Review from New Art Examiner, May 1999

Michelle Grabner

With the advent of e-mail, social archivists are lamenting the decline of an important artifact: the hand-written letter. The study of human behavior, cultural values, and semantic developments has long depended on written correspondance as fodder for social research and analysis. As technology continues to advance the invisibility of communication, archivists must continue to shift their sites to new forms of evidence, refashioning methods of annotation. But Paul Druecke's collection of evidence suggests that innovation may take a long time to catch on.

The Milwaukee artist put out a public call for vernacular photographs just over a year ago. Currently his collection contains over 500 images, titled and untitled, old and new, from anonymous contributors to friends, family, and Milwaukee's art elite. Birthday parties for Grandma, kid's soccer games, first communion and bar mitzvahs, Christmas morning, funny hats, pets, fishing, barbecues, and bar scenes overwhelm Druecke's archive with uncanny familiarity.
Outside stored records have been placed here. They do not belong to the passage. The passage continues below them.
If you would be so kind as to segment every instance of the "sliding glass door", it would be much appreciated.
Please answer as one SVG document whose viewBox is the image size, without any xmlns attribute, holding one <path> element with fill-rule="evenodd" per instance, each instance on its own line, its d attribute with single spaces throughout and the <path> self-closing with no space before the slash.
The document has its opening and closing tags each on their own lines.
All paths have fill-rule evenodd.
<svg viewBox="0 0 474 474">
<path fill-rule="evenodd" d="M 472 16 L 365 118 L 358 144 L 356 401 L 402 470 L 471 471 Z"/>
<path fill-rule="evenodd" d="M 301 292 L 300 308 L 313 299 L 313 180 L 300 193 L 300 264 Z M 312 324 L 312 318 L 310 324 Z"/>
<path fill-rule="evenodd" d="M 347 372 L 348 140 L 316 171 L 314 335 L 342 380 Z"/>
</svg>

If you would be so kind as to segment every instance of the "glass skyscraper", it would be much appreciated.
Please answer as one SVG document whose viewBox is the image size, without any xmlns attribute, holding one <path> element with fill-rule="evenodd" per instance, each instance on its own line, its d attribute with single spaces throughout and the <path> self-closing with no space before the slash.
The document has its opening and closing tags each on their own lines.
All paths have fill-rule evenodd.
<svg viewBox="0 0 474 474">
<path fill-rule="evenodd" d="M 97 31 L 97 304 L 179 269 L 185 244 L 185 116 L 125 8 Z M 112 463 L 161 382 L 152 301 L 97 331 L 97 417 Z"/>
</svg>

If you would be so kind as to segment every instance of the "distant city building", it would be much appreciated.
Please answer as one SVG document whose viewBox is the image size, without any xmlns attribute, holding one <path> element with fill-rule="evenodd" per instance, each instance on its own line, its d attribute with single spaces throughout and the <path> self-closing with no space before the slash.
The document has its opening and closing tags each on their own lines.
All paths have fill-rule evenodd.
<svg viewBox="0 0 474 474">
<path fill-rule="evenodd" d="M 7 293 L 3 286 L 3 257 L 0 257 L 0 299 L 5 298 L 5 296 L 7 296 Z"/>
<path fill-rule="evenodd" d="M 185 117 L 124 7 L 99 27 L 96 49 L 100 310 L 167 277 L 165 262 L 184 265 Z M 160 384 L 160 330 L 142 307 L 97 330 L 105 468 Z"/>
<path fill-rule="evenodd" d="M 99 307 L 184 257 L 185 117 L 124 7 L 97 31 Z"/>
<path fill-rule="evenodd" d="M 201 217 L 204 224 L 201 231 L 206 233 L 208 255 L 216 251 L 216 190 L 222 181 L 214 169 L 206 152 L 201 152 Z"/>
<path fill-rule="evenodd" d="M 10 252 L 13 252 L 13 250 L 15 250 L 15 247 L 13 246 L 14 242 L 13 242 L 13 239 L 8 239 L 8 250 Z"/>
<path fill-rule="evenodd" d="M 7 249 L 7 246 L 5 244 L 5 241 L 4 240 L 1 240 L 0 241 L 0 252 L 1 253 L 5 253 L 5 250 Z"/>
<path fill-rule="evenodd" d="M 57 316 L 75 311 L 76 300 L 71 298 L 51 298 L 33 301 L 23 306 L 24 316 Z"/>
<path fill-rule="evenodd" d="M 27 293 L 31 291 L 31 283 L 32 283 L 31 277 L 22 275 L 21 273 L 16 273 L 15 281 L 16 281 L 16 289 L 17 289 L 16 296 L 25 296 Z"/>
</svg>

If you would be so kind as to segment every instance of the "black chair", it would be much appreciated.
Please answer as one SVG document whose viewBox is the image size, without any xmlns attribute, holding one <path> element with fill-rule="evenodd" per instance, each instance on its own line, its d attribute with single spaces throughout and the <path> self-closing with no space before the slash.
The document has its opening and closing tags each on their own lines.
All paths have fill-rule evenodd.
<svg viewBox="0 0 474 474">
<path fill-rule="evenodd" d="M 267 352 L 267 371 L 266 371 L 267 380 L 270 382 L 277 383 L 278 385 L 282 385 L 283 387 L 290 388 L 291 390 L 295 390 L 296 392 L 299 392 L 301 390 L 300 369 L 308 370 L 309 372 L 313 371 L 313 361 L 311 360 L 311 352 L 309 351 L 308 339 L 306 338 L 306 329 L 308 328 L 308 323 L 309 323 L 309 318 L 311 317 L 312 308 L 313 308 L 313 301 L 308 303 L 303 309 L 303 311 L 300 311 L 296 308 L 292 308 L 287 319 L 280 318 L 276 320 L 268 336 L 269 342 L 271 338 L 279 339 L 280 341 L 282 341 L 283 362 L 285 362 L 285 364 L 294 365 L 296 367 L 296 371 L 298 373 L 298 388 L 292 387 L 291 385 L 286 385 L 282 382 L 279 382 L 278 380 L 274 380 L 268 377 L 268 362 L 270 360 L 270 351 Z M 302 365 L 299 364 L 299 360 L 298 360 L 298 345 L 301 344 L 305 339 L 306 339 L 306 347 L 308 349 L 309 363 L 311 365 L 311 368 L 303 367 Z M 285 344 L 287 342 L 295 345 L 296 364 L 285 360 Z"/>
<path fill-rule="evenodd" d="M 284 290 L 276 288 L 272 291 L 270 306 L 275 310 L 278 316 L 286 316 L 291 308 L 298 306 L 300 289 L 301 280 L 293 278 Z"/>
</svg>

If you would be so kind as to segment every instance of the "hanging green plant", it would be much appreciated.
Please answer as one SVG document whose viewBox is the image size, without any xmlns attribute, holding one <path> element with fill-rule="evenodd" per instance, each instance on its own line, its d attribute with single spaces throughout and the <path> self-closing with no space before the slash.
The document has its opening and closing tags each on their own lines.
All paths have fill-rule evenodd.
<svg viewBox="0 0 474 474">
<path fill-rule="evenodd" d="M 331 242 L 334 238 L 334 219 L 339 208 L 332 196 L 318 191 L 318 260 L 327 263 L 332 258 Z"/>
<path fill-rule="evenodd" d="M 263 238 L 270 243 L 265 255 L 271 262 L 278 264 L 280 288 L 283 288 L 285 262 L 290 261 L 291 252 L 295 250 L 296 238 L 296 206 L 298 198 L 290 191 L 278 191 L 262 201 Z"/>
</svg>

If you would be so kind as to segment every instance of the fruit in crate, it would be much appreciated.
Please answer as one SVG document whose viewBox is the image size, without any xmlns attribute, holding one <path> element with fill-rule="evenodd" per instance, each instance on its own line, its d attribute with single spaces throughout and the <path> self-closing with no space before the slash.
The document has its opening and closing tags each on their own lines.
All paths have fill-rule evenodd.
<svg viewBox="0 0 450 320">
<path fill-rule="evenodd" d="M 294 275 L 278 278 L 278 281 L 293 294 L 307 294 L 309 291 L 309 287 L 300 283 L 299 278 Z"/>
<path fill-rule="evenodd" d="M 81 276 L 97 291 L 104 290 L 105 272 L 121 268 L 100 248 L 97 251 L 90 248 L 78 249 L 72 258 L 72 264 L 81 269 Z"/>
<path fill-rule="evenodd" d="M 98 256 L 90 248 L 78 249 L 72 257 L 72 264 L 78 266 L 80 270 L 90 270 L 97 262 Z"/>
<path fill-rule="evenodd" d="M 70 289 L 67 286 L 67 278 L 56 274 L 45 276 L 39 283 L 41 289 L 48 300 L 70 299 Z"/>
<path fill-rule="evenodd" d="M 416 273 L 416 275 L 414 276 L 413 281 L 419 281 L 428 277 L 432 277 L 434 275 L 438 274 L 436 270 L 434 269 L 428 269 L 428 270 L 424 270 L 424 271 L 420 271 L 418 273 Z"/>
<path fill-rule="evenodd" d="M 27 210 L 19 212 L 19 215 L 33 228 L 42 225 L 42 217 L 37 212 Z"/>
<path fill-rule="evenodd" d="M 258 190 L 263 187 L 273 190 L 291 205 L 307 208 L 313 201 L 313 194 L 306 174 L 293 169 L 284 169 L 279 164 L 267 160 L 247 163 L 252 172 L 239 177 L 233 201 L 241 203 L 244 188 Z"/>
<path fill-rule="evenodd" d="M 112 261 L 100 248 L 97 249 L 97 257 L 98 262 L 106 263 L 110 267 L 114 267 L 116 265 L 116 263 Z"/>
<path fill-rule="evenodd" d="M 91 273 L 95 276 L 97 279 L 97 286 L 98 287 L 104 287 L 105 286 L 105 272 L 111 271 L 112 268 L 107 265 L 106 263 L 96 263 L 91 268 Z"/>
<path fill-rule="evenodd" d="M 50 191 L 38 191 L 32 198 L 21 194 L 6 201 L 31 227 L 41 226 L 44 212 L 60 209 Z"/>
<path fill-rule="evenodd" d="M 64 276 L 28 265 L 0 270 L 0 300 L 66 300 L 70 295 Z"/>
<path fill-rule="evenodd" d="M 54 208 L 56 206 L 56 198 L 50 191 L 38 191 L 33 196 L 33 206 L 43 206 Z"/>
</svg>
So effective and simplistic is this sociological exercise in narrowing down our collective life experiences that our whole American fixation with the mythology of the individual is leveled flat. No unique moments, inventive acts,or creative gestures are bestowed for the camera. Only the predictable shades of grins inhabit these eternal stand-ins for memory.

Fashion and class mean nothing to Kodak or Polaroid. Those wide-lapel tuxedos, whether rented from Gingis Formal Wear or purchased on Madison Avenue, just can't dignify that inebriated best-man on the dance floor. Our human genres are homogenized even further by our limited photo-processing industry. With the exception of rounded corners, scalloped edges and square format prints of past decades, the standard three-by-five color print operates even more insidiously than Warhol's universal bottle of coke

Photographs number one through 343 are displayed in a continuous horizontal band that wrapped around the galleries of both spaces. The remaining 344 through 520 were presented in a photo album at the Milwaukee Institute of Art. When mounted on the walls the snapshots maintain a greater sense of focus and objectivity than they do in the album and thus their unnerving sameness is intensified. In addition to the presentation, Druecke used this opportunity to expand his archives by installing a donation box in the gallery, asking visitors to contribute one photo from their personal collection to the project.

As sociologists are forced to sample new technologies for study and prosperity, Druecke's undertaking reminds us that the color snapshot remains a fixture entrenched in America's vernacular lexicon. The ironic component to this archive is that only a sociologist could be intrigued by such boring, uninspired material. We pity the poor soul who will have to study the similarly dull stuff of a million e-mails.